Eclairage d’expert : Paul Guérin, avocat fiscaliste, associé chez RYDGE Avocats
Comme chaque année, le rendez-vous annuel de la déclaration de revenus arrive. Il s’agit certes d’un événement récurrent.
Toutefois, avec la complexification des règles fiscales, vos obligations déclaratives se densifient. Elles nécessitent que vous redoubliez de vigilance.
Cette année, un nouvel impôt apparaît (taxe sur les holdings), tandis que le taux de la CSG augmente de 1,4% et que la CDHR est reconduite. Concrètement, cela se traduira pour vous par une hausse de l’imposition de vos revenus mobiliers, pouvant aller jusqu’à près de 40%.
Un dirigeant que nous accompagnons avait omis de déclarer l’apport à une holding dont la plus-value d’apport avait été placée en report d’imposition lors d’une précédente opération d’apport. La conséquence aurait pu être l’imposition de la plus-value d’apport, alors même que le dirigeant n’avait dégagé aucune liquidité au titre de cette opération.

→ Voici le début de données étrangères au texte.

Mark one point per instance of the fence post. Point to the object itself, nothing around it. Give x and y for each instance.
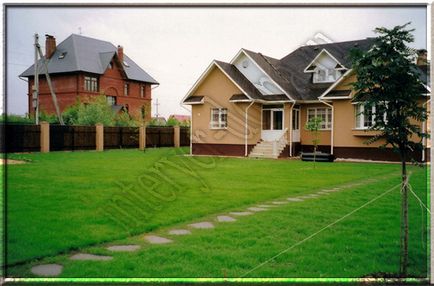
(177, 136)
(45, 137)
(142, 138)
(99, 136)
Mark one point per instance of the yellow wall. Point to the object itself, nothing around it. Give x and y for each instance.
(306, 137)
(218, 89)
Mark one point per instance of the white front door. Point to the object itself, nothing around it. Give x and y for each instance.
(296, 125)
(272, 122)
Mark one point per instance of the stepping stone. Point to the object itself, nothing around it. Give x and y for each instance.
(225, 218)
(294, 199)
(179, 232)
(266, 206)
(256, 209)
(280, 203)
(202, 225)
(47, 269)
(87, 256)
(241, 213)
(154, 239)
(126, 248)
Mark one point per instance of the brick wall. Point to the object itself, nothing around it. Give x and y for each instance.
(70, 87)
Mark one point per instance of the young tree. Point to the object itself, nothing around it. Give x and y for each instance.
(389, 86)
(313, 125)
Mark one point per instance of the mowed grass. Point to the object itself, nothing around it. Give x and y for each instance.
(67, 201)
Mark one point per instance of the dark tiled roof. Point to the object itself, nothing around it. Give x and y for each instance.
(88, 55)
(194, 99)
(337, 93)
(289, 74)
(236, 97)
(240, 79)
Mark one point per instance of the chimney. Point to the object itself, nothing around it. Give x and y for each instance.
(421, 58)
(121, 54)
(50, 46)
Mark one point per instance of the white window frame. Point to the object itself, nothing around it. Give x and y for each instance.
(326, 124)
(91, 84)
(359, 116)
(316, 79)
(221, 123)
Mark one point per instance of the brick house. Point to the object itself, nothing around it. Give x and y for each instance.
(81, 68)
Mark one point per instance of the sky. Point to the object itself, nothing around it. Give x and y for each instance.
(176, 45)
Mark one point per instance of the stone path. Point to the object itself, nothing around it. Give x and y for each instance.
(87, 256)
(179, 232)
(256, 209)
(202, 225)
(47, 269)
(225, 218)
(241, 213)
(154, 239)
(126, 248)
(56, 269)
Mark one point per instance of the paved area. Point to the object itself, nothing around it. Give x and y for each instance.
(86, 256)
(124, 248)
(202, 225)
(179, 232)
(47, 270)
(225, 218)
(154, 239)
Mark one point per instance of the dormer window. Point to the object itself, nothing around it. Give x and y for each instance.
(326, 75)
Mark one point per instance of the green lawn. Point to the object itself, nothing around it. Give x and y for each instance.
(66, 201)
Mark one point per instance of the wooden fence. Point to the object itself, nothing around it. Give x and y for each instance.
(31, 138)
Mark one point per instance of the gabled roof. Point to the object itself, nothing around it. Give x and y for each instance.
(88, 55)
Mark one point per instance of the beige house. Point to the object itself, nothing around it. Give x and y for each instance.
(258, 106)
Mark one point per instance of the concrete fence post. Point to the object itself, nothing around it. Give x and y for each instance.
(142, 138)
(99, 137)
(45, 136)
(176, 136)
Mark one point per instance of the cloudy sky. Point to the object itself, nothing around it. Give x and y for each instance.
(175, 45)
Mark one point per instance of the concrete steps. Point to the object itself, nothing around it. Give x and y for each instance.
(268, 149)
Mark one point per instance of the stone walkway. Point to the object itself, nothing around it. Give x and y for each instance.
(52, 270)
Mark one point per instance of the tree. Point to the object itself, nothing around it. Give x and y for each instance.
(313, 125)
(389, 87)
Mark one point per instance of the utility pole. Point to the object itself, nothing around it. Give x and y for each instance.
(35, 98)
(50, 86)
(156, 108)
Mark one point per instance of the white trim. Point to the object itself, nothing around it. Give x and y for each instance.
(344, 76)
(203, 77)
(317, 56)
(316, 112)
(259, 67)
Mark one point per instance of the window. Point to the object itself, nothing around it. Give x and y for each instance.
(142, 91)
(219, 118)
(126, 89)
(326, 75)
(111, 100)
(90, 83)
(365, 117)
(324, 113)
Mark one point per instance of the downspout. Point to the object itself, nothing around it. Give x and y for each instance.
(423, 131)
(246, 130)
(290, 128)
(333, 124)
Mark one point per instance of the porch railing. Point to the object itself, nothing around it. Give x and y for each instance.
(280, 141)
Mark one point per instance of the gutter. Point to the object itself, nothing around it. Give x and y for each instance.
(246, 129)
(333, 124)
(423, 131)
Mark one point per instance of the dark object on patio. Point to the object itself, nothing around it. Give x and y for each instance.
(320, 157)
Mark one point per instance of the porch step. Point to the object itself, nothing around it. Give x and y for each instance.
(266, 149)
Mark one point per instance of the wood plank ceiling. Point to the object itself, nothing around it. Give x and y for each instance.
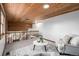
(26, 13)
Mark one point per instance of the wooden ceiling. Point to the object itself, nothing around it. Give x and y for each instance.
(28, 12)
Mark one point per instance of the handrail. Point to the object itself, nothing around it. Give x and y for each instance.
(13, 36)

L’analyse du traitement fiscal des opérations précédentes a permis de mettre en conformité la déclaration d’impôt de l’entrepreneur dans le cadre de cette nouvelle opération d’apport. Cela a également permis d’éviter un risque de remise en cause du report d’imposition constaté lors de l’opération initiale. Le coût fiscal aurait été de l’ordre de 33% de la plus-value d’apport.
La CDHR vient instaurer une sorte de progressivité dans la taxation des dividendes. Si vous n’avez pas un projet spécifique requérant une sortie de trésorerie importante, nous vous conseillons de limiter le montant de la distribution, en fonction du montant de vos revenus ordinaires (ex : salaires).
Pour rappel, les seuils de :
- 250 000 € de revenu fiscal de référence (retraité) pour un contribuable célibataire,
- et de 500 000 € si vous êtes mariés,
vous font rentrer dans le champ d’application de la CEHR et de la CDHR.
Au regard des contraintes budgétaires, les prochaines années seront marquées par une montée en puissance des dispositifs d’imposition minimale (CDHR, taxe sur les holdings) et par un renforcement du contrôle automatisé des données déclaratives.
Le débat national sur la taxation du patrimoine et sur la justice fiscale pourrait conduire à redéfinir l’assiette des impôts existants. Plus que jamais, les dirigeants devront sécuriser leurs flux et anticiper leurs arbitrages patrimoniaux pour éviter les écueils.